Son dakika haberleri: Cumhurbaşkanı Recep Tayyip Erdoğan, Fransız gazetesi Le Monde`a konuştu. Erdoğan, `Vize muafiyeti uygulanmazsa sığınmacı anlaşması devam etmez` dedi. Erdoğan, Batı`nın darbe girişimi sürecinde Türkiye`yi yalnız bıraktığını söyledi. İ

Son dakika haberleri; Cumhurbaşkanı Recep Tayyip Erdoğan, Le Monde`a önemli açıklamalarda bulundu.

Erdoğan, Vize muafiyeti uygulanmazsa sığınmacı anlaşması devam etmez ifadelerini kullandı.

AB Türkiye`ye samimi davranmıyor ifadesini kullanan Cumhurbaşkanı Erdoğan, Türk vatandaşlarına yönelik vize muafiyetinin 1 Haziran`dan itibaren uygulanması gerektiğini ancak bu sözün tutulmadığını belirtti.

Erdoğan ayrıca, Batı, darbe girişimi sürecinde Türkiye`yi yalnız bıraktı diye konuştu.
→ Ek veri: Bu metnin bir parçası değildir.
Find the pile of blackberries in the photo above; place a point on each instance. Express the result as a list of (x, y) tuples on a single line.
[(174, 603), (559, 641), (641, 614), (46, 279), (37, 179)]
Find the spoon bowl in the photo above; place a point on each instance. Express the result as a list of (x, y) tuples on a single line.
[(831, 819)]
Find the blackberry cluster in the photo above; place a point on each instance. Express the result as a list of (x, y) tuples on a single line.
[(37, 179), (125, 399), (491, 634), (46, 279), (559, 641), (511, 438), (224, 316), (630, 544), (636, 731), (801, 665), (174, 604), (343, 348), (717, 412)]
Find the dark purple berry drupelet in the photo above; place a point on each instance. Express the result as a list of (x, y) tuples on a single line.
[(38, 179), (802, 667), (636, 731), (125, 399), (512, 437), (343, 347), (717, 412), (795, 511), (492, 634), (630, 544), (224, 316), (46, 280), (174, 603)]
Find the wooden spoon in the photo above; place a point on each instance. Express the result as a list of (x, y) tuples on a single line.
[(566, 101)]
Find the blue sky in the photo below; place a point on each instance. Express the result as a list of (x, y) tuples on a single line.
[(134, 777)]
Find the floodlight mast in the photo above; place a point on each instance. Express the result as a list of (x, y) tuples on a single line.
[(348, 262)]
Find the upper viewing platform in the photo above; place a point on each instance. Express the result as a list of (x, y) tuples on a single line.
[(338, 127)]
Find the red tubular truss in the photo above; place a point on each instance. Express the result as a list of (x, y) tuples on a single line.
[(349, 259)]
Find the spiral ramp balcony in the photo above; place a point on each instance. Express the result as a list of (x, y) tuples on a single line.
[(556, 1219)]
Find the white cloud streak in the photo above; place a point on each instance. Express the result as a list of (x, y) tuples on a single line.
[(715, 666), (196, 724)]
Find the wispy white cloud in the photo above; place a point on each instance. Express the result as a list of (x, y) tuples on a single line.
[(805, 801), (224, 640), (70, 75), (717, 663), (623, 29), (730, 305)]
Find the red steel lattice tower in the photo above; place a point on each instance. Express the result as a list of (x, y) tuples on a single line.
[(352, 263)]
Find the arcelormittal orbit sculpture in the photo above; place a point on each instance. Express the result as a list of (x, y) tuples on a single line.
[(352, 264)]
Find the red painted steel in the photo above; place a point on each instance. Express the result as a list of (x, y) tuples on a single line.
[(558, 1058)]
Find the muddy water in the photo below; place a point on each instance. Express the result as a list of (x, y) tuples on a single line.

Cumhurbaşkanı Recep Tayyip Erdoğan, Batılı liderlerin  Fetullahçı Terör Örgütü`nün (FETÖ) darbe girişimi karşısındaki tavrını  eleştirerek, Batı dünyası kendi savunduğu değerlerle çelişki içinde. Batı`nın  demokratik değerlere sahip çıkan Türkiye ile dayanışma içinde olması gerekir.  Maalesef Türkleri yalnız bırakmayı tercih etti. dedi.

Erdoğan, Le Monde gazetesinde yayımlanan röportajda, darbe girişimine  ilişkin soruları yanıtladı.

Erdoğan, Batı dünyası kendi savunduğu değerlerle çelişki içinde.  Batı`nın demokratik değerlere sahip çıkan Türkiye ile dayanışma içinde olması  gerekir. Maalesef Türkleri yalnız bırakmayı tercih etti. Batılılar tutuklanan ve  açığa alınan insanların sayısından şüphe etmemelidir. Bir hukuk devleti istediği  memuru işe almak ve istedini de işten çıkarma hakkına sahiptir. Türkiye böyle bir  soruyu Batılı müttefiklerine asla sormadı. diye konuştu.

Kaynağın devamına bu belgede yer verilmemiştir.